Manually processing massive data is like digging with pick instead of excavator

Identrics is a young technology company providing custom semantic solutions for companies in Southeast Europe (SEE), including media groups and business intelligence providers.

Iva Marinova, Data Scientist at Identrics

Why is Identrics focusing on SEE and what are the main challenges related to the adoption of Artificial Intelligence in the region?

With the growing volumes of information created every day, effective information management is a key business requirement. The problems that we solve are connected with the automation of the mundane, manual data processing tasks done practically in every business.

Processing data on a massive scale without automation is like harvesting wheat without a combine harvester. A human-only workforce is an expensive, fixed and finite resource unable to swiftly scale up to meet sudden demand or scale down at idle times. And this is where Identrics comes in. By applying smart technologies, we add value to businesses, letting them harness human expertise and grow their effectiveness.

Southeast Europe (SEE) is where Identrics is headquartered and this naturally gives us the know-how and experience of local and regional idiosyncrasies few can match. Then there are the statistics, showing growing interest for Artificial Intelligence, or AI, in Bulgaria, Croatia, Romania, Serbia and Greece. A simple check in Google Trends on search terms and topics like “machine learning” or “deep learning” shows an increase in exponential interest in the last five years. Moreover, countries like Bulgaria have long embraced machine learning when it comes to academic and scientific developments. In other words, there is a lot of potential and opportunities to help enterprises in SEE gain a competitive advantage over mature markets like those in Western Europe.

The challenges in the region are mostly connected with the richness and diversity of local languages. And not only that. Despite the huge potential of AI a large part of the business community still relies on conventional work methods and technologies. So as an innovative solution provider, we continuously put a lot of effort into educating the market and explaining the practical gain for their business. On the bright side, as we are working on more and more projects we have plenty of reason to believe the current challenges will translate into future products.

What projects is Identrics currently working on?

We are working on a number of tailormade projects.
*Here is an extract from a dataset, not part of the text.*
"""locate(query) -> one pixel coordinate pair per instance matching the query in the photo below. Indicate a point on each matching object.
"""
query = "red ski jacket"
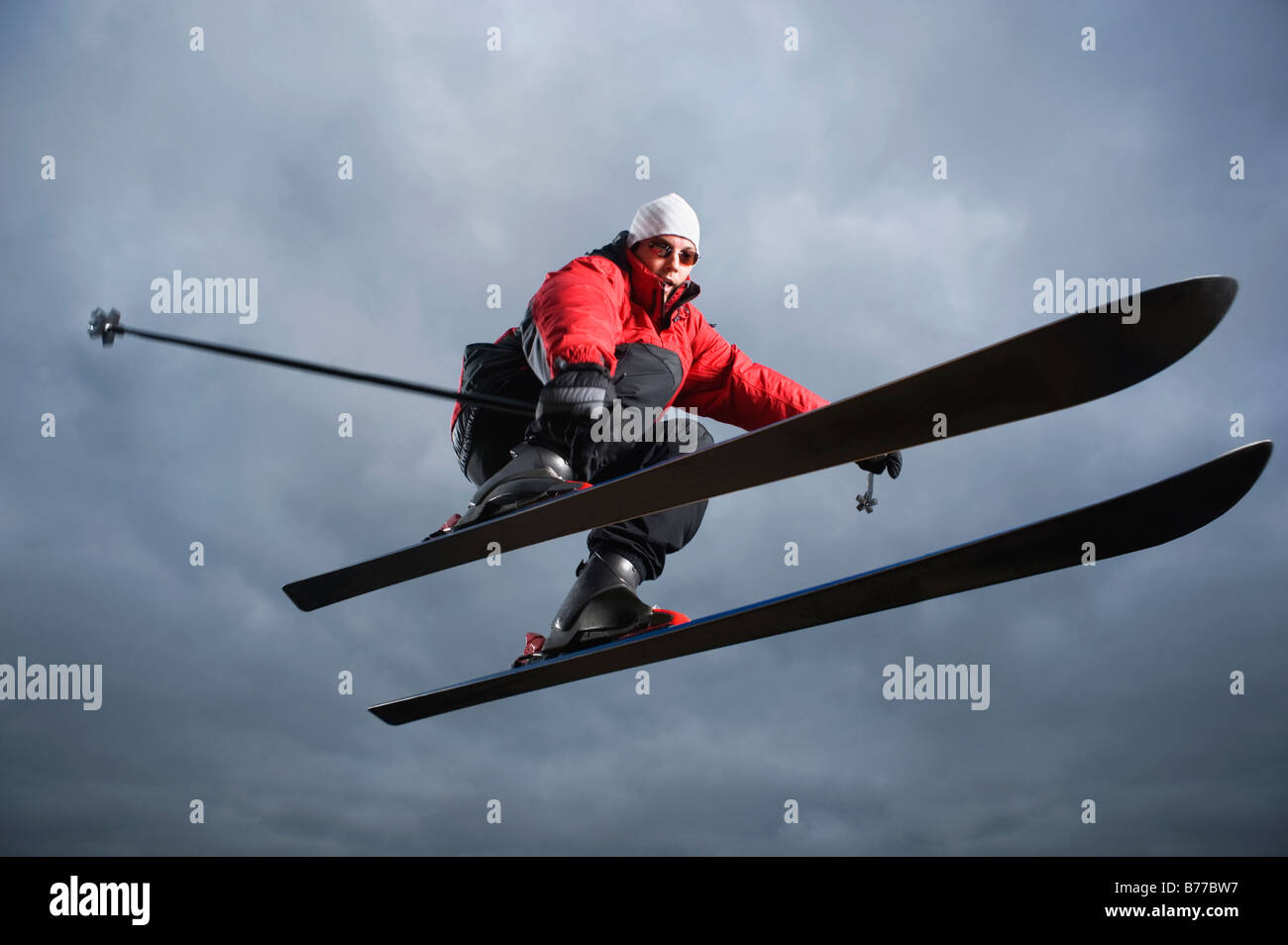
(608, 297)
For example, a leading provider of business news and market intelligence for SEE has asked us to align its long-stored archives of 400,000 articles and 4,000 company profiles. The client wanted to link the news stories with the profiles so that the reader could make immediate reference to the company owners, sales, executives, locations, etc.
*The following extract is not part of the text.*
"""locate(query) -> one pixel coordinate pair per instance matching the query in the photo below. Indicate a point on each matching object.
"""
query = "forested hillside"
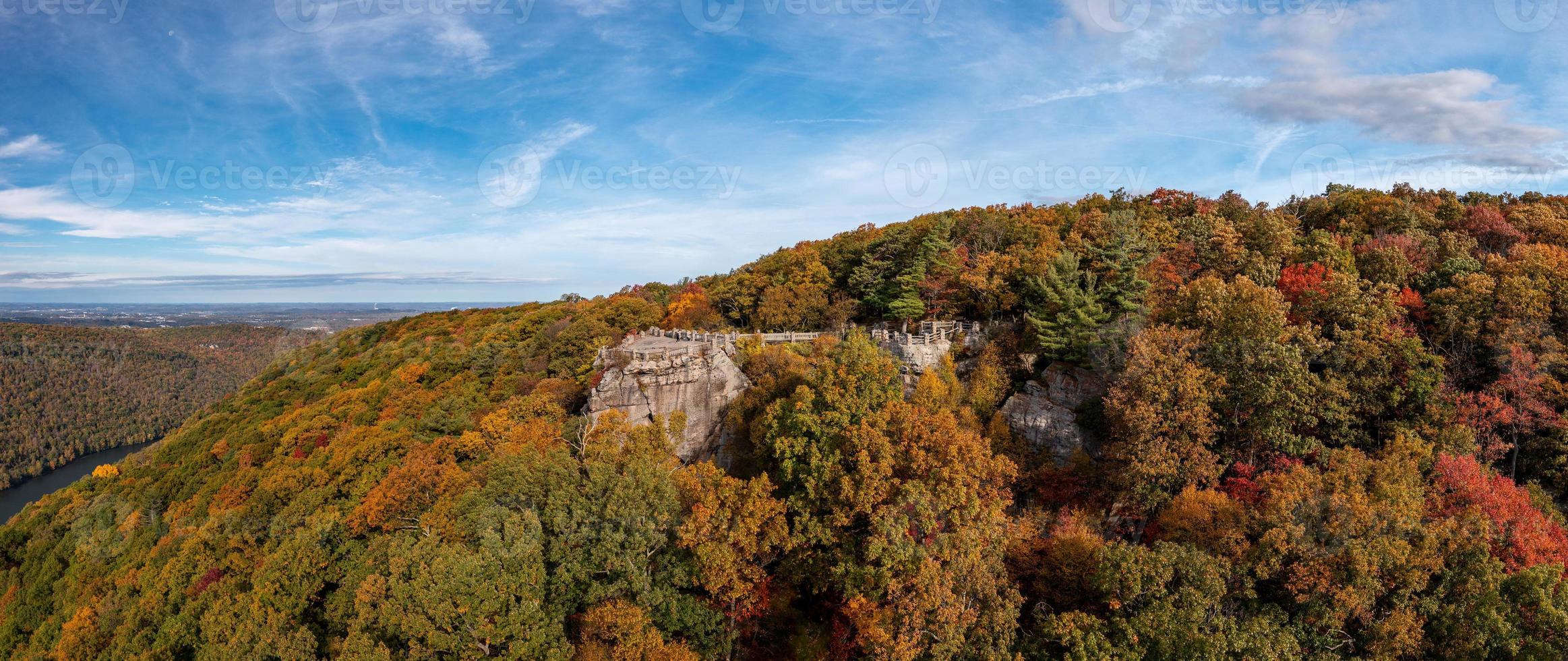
(1333, 429)
(68, 391)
For a publishing and financial information company we have developed software for text content analysis. Such service, for example, is machine identification of entities of special interest for the client such as individuals, companies and products in news articles.

We have also developed a product for another client with global presence, which allows common working environment for media monitoring between humans and machines. This environment solves the scalability and coherence problems in companies that use manual annotation processes to analyse huge amounts of data.

Another project we are working on is related to articles deduplication and similarity measurement for big news groups. They are now able to analyse the popularity trends and suggest the most relevant content on a particular topic to their users.

There are also some new inquiries coming from the e-commerce sector from Europe for our automated content generation solutions, which we are excited about.

What are some other more specific solutions you offer and what are their business implications?

А common and quite interesting example is our tool for sentiment analysis, which can find applications in absolutely any industry. Sentiment analysis helps discover how people feel about a particular topic. Say you want to know if people on Facebook think that restaurant X in the Romania capital Bucharest is good or bad. Facebook sentiment analysis will answer the question. You can even learn why people think the restaurant is good or bad, by extracting the exact words that indicate why people did or didn’t like it.

Through such text mining solutions, you can get answers in seconds in the comfort of your office chair. This kind of analyses are pretty accurate and can easily reach above 90% precision compared with human annotations. Generally our production ready models aim to provide between 90%-99% precision which can be improved over time.

In recent years fake news have taken centre stage. How semantic technologies and deep learning can help in the fight against fake news?

The issue with classifying news as “fake” is similar to sentiment analysis. Fake news have been around since the dawn of communication, but with some recent global and local political developments online platforms are giving them the power to misinform on a larger scale, affecting the credibility of information providers, brands, companies and people.

The task is a global challenge at this time and scientists worldwide are working hard on choosing the best algorithm for the solution. Identrics too has joined the efforts to tackle fake news by working on algorithms capable of deciding whether or not specific news, comments, tweets and even profiles are fake.

In what way are you expecting Identrics to develop in the next couple of years?

We have always set ambitious goals for ourselves. In the short-term our aim is to raise awareness of our machine learning capabilities in order to help more companies from different industries to solve their pressing problems with productivity, cost and business growth. Our work is part of the global trend to facilitate information extraction and use the power of big data. 2018 will validate this trend with best practices and routines in the business, which will lead to more acceptable business environment for companies like Identrics in the region.